The European Union has recently warned Yasser Arafat that Europe would freeze the transfer of financial assistance to the Palestinian Authority if the PA does not explain the disappearance of funds sent over the last two years.

Sources in the European Parliament in Strasbourg told Ha’aretz that the ambiguous financial statements that the PA has presented have raised serious suspicions of embezzlement by Arafat’s close associates.

The sources disclosed that the freeze will be announced next week in Frankfort when the joint Palestinian-EU committee meets. Representatives of the PA are supposed to submit a report explaining the missing funds at the meeting. The EU’s senior representative on the committee, Minister Manuel Marin, has received instructions not to be lenient this time and immediately announce a freeze in funding if suspicions of misappropriation persist.

Marin, who serves as the minister for the EU’s relations with the Mediterranean region, is one of two ministers accused of wasteful budget management by the Parliament in Strasbourg.

The spokesmen for the EU’s Mediterranean desk, Bosco Esteroulas, confirmed to Ha’aretz yesterday that the EU is considering freezing its aid to the PA, but denied that Manuel Marin promised to halt all flow of funds to the Palestinian territory: “If someone contends that a decision has been made to cut off the European allocations, then he is confusing various budgets. What we are considering, and considering very seriously, is freezing assistance to the Palestinian Authority. But we will not freeze allocations to designated projects in the autonomous area, such as the construction of hospitals, since there we know exactly where the money is going. On the other hand, it is possible we will not continue to transfer salary payments for the police, for example, or for items described as ‘administrative expenses of the Authority.'”
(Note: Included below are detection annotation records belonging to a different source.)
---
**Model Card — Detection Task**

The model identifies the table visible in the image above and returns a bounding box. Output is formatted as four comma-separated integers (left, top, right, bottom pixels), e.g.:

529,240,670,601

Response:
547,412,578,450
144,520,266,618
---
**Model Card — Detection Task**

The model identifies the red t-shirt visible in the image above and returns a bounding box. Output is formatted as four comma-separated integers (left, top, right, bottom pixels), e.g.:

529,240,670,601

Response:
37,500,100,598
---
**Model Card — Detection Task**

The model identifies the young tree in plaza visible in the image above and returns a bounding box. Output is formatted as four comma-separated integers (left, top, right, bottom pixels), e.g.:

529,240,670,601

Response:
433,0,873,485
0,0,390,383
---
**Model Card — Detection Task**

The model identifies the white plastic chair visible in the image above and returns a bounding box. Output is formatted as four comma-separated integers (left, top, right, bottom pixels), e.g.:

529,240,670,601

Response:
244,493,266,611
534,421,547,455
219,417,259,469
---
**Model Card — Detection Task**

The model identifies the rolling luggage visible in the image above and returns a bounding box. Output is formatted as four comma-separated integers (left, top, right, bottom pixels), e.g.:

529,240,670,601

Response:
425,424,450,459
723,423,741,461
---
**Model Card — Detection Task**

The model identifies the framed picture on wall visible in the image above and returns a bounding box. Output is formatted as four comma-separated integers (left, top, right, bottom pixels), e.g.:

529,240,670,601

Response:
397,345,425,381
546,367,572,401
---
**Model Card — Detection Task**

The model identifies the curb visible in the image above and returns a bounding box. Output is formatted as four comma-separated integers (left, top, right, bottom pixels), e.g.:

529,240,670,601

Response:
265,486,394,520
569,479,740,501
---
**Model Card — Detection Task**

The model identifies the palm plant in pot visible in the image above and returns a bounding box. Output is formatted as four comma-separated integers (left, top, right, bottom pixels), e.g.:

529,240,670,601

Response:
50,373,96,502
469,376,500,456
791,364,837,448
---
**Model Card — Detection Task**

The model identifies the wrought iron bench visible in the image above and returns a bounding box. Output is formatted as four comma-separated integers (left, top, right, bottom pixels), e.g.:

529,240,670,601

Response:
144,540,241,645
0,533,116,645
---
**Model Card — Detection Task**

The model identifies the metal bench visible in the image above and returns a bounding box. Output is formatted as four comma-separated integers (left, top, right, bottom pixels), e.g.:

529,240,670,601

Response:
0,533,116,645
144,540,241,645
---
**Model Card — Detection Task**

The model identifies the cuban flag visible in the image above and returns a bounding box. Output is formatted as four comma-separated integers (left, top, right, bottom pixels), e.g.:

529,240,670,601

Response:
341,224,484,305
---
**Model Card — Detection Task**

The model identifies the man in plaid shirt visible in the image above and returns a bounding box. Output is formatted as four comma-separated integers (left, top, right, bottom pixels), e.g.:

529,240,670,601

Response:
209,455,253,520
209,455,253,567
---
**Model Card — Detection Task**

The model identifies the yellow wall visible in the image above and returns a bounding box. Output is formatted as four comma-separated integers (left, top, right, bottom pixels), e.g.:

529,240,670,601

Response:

The spokesman refused to comment on the suspicion of embezzlement and denied that Marin is taking a new approach to Mediterranean area funding as a result of the investigation being conducted against him.
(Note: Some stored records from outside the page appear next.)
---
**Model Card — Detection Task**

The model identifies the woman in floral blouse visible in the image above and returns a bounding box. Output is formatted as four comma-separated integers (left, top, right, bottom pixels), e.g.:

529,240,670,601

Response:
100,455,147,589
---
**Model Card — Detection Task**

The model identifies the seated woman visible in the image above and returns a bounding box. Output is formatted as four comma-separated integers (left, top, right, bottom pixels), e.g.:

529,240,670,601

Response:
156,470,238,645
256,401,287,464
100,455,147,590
Ha’aretz has learned that the EU has transfered some 195 million euros (NIS 916 million) to the PA during the past three years, while its total budgetary commitment is considerably greater, as much as 320 million euros (NIS 1.5 billion). The bulk of this larger sum includes funds directly transfered to the PA under vague budgetary titles such as “assistance to the Palestinian government” and “assistance to democratization in the autonomy.